Soon will be listed here.

Abstract

The blood-brain barrier (BBB) poses a major obstacle in the treatment of all types of central nervous system (CNS) diseases. Small interfering RNA (siRNA) offers in principle a promising therapeutic approach by downregulating disease-related genes via RNA interference. However, the BBB is a formidable barrier for macromolecules such as nucleic acids. In an effort to develop a brain-targeted strategy for siRNA delivery systems formed by electrostatic interactions with cationic polymers (polyplexes (PXs)), we investigated the suitability of the well-known surfactant-based approach for Apolipoprotein E (ApoE)-functionalization of nanoparticles (NPs).
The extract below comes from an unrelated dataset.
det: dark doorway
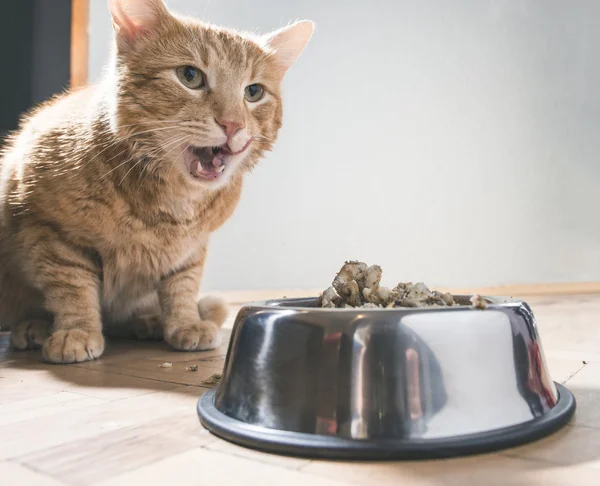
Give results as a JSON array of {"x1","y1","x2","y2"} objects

The aim of this present work was to investigate if ApoE coating of siRNA PXs formed with cationic branched 25-kDa poly(ethyleneimine) (b-PEI) and nylon-3 polymers without or after precoating with polysorbate 80 (PS 80) would promote successful delivery across the BBB. We utilized highly hydrophobic NM/CP nylon-3 polymers to evaluate the effects of hydrophobic cyclopentyl (CP) subunits on ApoE binding efficacy and observed successful ApoE binding with and without PS 80 precoating to the nylon-3 but not the PEI polyplexes. Accordingly, ApoE-coated nylon-3 polyplexes showed significantly increased uptake and gene silencing in U87 glioma cells but no benefit in vivo. In conclusion, further optimization of ApoE-functionalized polyplexes and more sophisticated in vitro models are required to achieve more successful in vitro-in vivo translation in future approaches.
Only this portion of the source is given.